7.  Barriers to Entry [competition]
-Dry Eye – The product Restasis by Allergan is currently the product of choice. Restasis is not very effective: 10% better than placebo according to the FDA’s summary basis of approval. Restasis is also stingy and very expensive. Ophthalmologists tell me they don’t like to prescribe Restasis because of the expense and lack of efficacy, but that they currently have no better choice. With FDA approval/world-wide registration we expect quick acceptance by ophthalmologists and significant script activity.

-Cataract
An aging population means a greater incidence of cataract. No other product is available to prevent or treat cataract. Only cataract extraction through lens replacement is available as a treatment; an expensive and invasive procedure that is not well liked by patients. Our only entry to barrier will be that those ophthalmologists performing lens replacement surgery who will not embrace a product that lowers their surgery rate and therefore lowers their income.

8.  Product manufacturing
Products will need to be manufactured in cGMP facility starting with first-in-man studies. The I-Ease for dry eye, and the L-Ease for cataract will need to be manufactured as sterile eye drops. The active ingredients are manufactured by BRS, Inc. in the USA. All other excipients in the products are standard, easily-sourced, inexpensive ingredients commonly known to pharmaceutical manufacturers.

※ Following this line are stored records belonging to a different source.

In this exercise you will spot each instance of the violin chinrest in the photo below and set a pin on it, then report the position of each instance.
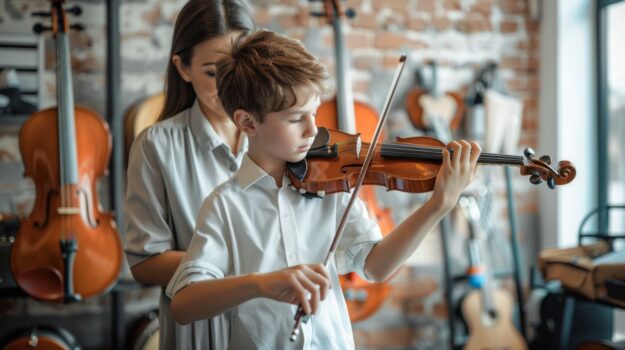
(44, 283)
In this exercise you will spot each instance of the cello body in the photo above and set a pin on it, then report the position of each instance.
(36, 261)
(66, 249)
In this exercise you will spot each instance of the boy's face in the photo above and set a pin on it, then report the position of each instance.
(288, 134)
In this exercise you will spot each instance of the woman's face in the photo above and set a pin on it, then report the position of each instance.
(201, 73)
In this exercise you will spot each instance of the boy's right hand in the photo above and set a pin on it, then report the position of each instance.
(301, 284)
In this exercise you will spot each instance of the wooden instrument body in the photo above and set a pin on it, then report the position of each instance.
(35, 259)
(488, 332)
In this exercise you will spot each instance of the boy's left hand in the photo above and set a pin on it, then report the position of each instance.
(456, 172)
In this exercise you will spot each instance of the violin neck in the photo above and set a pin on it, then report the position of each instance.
(65, 100)
(406, 151)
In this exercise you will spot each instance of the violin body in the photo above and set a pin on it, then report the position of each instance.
(410, 164)
(36, 259)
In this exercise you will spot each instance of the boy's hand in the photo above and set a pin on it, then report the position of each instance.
(295, 284)
(455, 174)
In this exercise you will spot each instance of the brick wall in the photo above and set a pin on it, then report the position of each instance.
(461, 35)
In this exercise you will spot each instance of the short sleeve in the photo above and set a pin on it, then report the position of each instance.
(209, 252)
(361, 234)
(146, 212)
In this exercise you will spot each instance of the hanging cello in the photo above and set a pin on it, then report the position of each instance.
(344, 113)
(66, 249)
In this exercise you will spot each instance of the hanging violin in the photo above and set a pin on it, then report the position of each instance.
(66, 249)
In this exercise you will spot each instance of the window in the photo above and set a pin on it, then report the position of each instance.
(611, 102)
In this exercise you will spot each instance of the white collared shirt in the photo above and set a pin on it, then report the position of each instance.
(248, 225)
(173, 166)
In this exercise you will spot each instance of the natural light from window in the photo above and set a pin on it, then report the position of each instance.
(616, 102)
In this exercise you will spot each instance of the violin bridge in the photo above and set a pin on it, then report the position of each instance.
(68, 211)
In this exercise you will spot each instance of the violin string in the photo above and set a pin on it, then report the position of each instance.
(432, 152)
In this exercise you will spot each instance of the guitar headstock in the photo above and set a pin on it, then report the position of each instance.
(58, 18)
(540, 170)
(333, 10)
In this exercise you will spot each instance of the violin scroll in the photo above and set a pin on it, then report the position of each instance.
(540, 170)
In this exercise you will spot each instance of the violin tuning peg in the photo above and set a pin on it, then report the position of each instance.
(41, 14)
(551, 182)
(77, 27)
(536, 180)
(39, 28)
(74, 10)
(317, 14)
(546, 159)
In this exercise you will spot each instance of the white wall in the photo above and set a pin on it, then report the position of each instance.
(567, 114)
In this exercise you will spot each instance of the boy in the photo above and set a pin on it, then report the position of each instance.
(257, 245)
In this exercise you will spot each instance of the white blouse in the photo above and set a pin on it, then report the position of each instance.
(173, 166)
(248, 225)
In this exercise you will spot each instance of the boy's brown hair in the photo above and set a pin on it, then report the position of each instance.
(262, 72)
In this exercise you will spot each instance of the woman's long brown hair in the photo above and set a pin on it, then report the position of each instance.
(197, 22)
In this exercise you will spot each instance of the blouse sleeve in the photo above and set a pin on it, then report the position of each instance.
(146, 213)
(209, 253)
(361, 234)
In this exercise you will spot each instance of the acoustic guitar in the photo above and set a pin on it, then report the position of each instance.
(487, 310)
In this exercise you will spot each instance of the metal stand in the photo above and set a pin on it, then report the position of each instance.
(450, 281)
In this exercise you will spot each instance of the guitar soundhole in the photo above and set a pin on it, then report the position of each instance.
(492, 314)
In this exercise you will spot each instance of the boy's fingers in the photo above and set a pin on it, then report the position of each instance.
(455, 159)
(475, 154)
(303, 298)
(313, 290)
(446, 158)
(466, 155)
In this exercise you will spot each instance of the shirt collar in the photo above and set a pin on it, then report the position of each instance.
(250, 173)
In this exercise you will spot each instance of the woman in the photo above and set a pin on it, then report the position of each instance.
(177, 162)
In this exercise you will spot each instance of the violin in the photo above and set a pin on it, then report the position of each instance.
(66, 249)
(408, 164)
(425, 102)
(344, 113)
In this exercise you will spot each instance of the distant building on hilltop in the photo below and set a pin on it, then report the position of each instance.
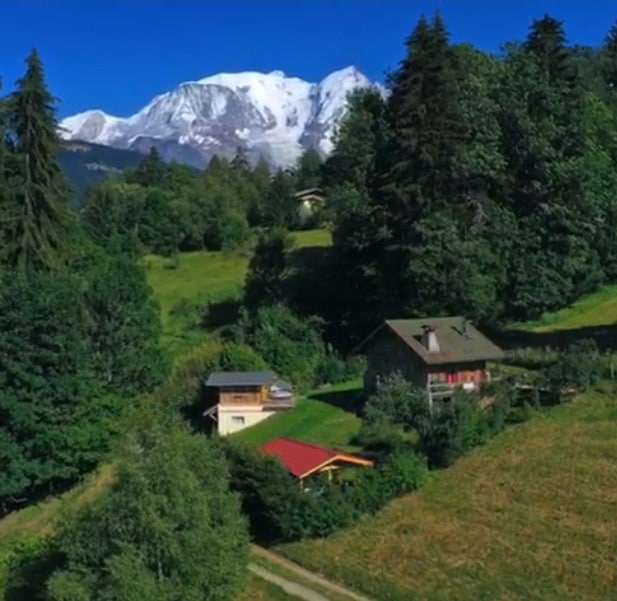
(308, 200)
(438, 353)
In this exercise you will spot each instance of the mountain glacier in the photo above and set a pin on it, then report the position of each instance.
(271, 115)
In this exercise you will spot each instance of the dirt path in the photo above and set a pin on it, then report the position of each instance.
(304, 574)
(291, 588)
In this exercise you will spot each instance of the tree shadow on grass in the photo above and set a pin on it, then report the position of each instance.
(604, 336)
(222, 313)
(351, 401)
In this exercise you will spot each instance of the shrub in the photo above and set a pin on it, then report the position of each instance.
(380, 436)
(240, 357)
(398, 402)
(454, 427)
(532, 358)
(25, 568)
(333, 370)
(402, 473)
(579, 367)
(500, 410)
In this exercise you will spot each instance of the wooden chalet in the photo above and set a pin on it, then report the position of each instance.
(439, 354)
(305, 460)
(243, 399)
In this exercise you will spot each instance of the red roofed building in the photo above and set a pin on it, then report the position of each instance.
(304, 459)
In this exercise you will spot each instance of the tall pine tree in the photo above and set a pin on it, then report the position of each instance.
(37, 231)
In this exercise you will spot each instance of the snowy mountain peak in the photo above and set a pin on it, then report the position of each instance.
(270, 114)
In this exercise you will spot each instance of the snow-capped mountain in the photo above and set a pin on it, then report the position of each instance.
(269, 114)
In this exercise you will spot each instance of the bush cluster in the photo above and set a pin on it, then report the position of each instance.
(399, 412)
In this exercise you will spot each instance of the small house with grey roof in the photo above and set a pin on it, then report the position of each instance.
(243, 399)
(439, 354)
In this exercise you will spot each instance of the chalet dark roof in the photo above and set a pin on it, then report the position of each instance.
(455, 346)
(240, 378)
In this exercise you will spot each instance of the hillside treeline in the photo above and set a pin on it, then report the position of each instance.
(163, 209)
(483, 185)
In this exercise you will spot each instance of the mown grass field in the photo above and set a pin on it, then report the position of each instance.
(530, 516)
(198, 278)
(598, 309)
(315, 419)
(260, 590)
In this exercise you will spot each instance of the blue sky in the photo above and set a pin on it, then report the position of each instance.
(117, 54)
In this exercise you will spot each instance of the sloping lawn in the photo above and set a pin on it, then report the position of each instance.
(530, 516)
(184, 286)
(315, 419)
(598, 309)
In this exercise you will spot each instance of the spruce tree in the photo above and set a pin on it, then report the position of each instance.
(429, 128)
(547, 42)
(240, 162)
(38, 231)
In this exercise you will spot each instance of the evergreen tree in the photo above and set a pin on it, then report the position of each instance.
(428, 125)
(168, 528)
(308, 170)
(547, 42)
(123, 327)
(261, 175)
(54, 419)
(39, 222)
(268, 268)
(359, 142)
(609, 59)
(280, 208)
(240, 161)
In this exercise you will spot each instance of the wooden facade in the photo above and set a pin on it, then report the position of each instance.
(241, 399)
(243, 395)
(440, 358)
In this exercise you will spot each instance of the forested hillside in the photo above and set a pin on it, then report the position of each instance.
(483, 186)
(87, 164)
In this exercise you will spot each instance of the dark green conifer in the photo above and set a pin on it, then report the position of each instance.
(38, 230)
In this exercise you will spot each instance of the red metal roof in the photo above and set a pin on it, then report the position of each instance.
(299, 457)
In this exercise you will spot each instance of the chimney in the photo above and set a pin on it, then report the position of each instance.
(466, 331)
(429, 339)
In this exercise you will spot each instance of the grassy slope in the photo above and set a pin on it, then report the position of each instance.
(260, 590)
(529, 516)
(596, 309)
(203, 277)
(312, 420)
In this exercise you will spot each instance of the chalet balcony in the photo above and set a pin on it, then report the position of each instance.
(280, 397)
(443, 389)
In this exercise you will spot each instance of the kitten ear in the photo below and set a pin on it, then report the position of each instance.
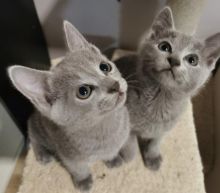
(75, 41)
(164, 20)
(31, 83)
(212, 49)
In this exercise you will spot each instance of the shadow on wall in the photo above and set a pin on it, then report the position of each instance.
(135, 19)
(103, 22)
(98, 21)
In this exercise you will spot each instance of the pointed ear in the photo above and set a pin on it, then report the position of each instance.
(212, 49)
(31, 83)
(75, 41)
(163, 21)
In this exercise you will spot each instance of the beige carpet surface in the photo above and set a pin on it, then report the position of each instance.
(181, 171)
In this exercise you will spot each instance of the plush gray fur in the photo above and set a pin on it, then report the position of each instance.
(76, 131)
(159, 89)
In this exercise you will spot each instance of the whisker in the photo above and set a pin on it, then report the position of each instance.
(137, 87)
(130, 75)
(131, 81)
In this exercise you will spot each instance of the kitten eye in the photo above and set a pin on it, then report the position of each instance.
(105, 67)
(165, 47)
(192, 59)
(84, 91)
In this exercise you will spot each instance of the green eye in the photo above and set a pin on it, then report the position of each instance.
(165, 47)
(105, 67)
(84, 92)
(192, 59)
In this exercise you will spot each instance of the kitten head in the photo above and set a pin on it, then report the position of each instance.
(83, 87)
(175, 60)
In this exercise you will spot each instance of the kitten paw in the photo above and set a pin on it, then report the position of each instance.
(44, 159)
(115, 163)
(84, 185)
(153, 163)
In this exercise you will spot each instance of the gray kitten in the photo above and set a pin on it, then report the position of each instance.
(168, 69)
(80, 114)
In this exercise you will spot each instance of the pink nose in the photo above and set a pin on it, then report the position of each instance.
(114, 88)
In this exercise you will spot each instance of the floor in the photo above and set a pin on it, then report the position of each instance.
(17, 174)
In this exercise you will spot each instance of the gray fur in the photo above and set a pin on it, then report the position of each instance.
(158, 92)
(76, 131)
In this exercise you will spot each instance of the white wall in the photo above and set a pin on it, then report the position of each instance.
(210, 20)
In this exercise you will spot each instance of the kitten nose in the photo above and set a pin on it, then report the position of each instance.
(173, 61)
(114, 88)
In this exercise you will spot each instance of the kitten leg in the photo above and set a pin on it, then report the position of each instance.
(80, 174)
(129, 150)
(126, 154)
(150, 151)
(115, 162)
(41, 153)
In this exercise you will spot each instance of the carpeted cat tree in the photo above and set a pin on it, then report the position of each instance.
(181, 171)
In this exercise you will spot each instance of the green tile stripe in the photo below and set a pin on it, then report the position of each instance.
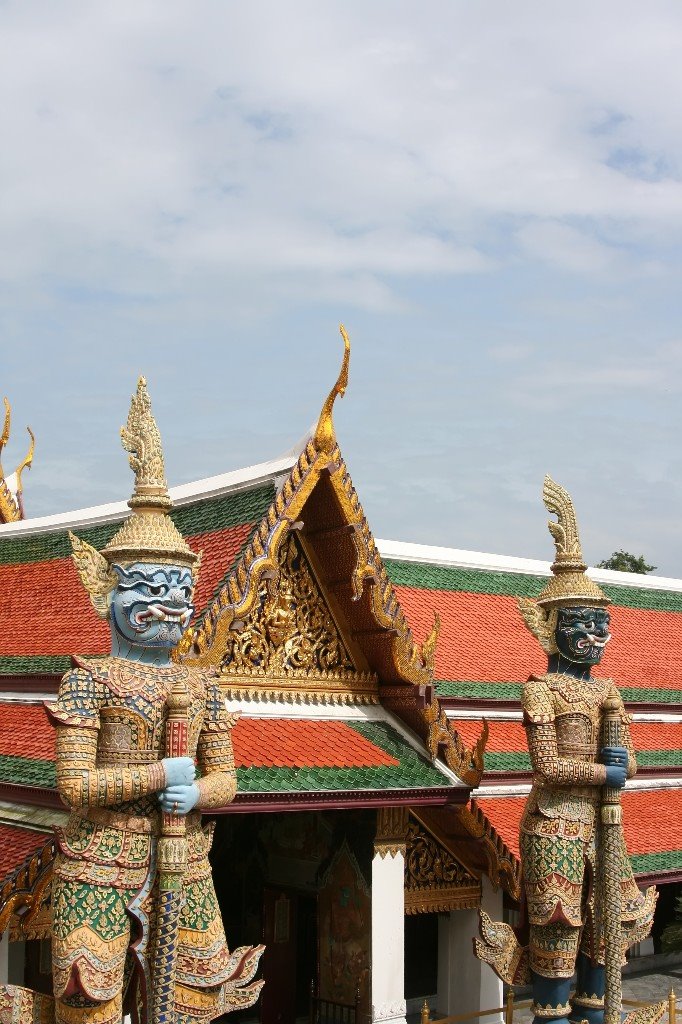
(519, 761)
(507, 762)
(512, 691)
(202, 516)
(27, 771)
(413, 771)
(646, 863)
(423, 577)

9.  Sales and Marketing strategy
License each product to large pharma company with world-wide reach and appropriate sales force.

10.  Funding requirements
We estimate a $1.5 million investment to bring each product through phase II. At phase III we would license the technology to a large pharma company for the studies and to bring the products to market.

References

Editorial. Failure To Launch. Nature Biotechnology 31, 1 (2013) doi:10.1038/nbt.2482
Rantamäki AH, Seppänen-Laakso T, Oresic M, Jauhiainen M, Holopainen JM (2011) Human Tear Fluid Lipidome: From Composition to Function. PLoS ONE 6(5): e19553. doi:10.1371/journal.pone.0019553
de Souza GA, Godoy LM, Mann M (2006) Identification of 491 proteins in the tear fluid proteome reveals a large number of proteases and protease inhibitors. Genome Biol 7(8): R72.
Srinivasan S, Thangavelu M, Zhang L, Green KB, Nichols KK (2012) iTRAQ quantitative proteomics in the analysis of tears in dry eye patients. Invest Ophthalmol Vis Sci. 2012 Jul 31;53(8):5052-9. doi: 10.1167/iovs.11-9022
Brian P. Danysh and Melinda K. Duncan (2009) The Lens Capsule. Exp Eye Res. 2009 February; 88(2): 151–164.
Mingyuan Zhou, Joshua Leiberman, Jing Xu, and Robert M. Lavker (2006) A Hierarchy of Proliferative Cells Exists in Mouse Lens Epithelium: Implications on Lens Maintenance. Invest Ophthalmol Vis Sci. 47(7): 2997–3003.
Maguire, G. et al (2013) Stem cell released molecules and exosomes in tissue engineering. Procedia Engineering.
Maguire, G. (2013) Stem cell therapy without the cells. Commun Integr Biol. 2013 Nov 1;6(6):e26631. doi: 10.4161/cib.26631.
Maguire, G. (2014) Systems biology approach to developing “systems therapeutics”. ACS Med Chem Lett. 2014 Mar 6;5(5):453-5. doi: 10.1021/ml500061.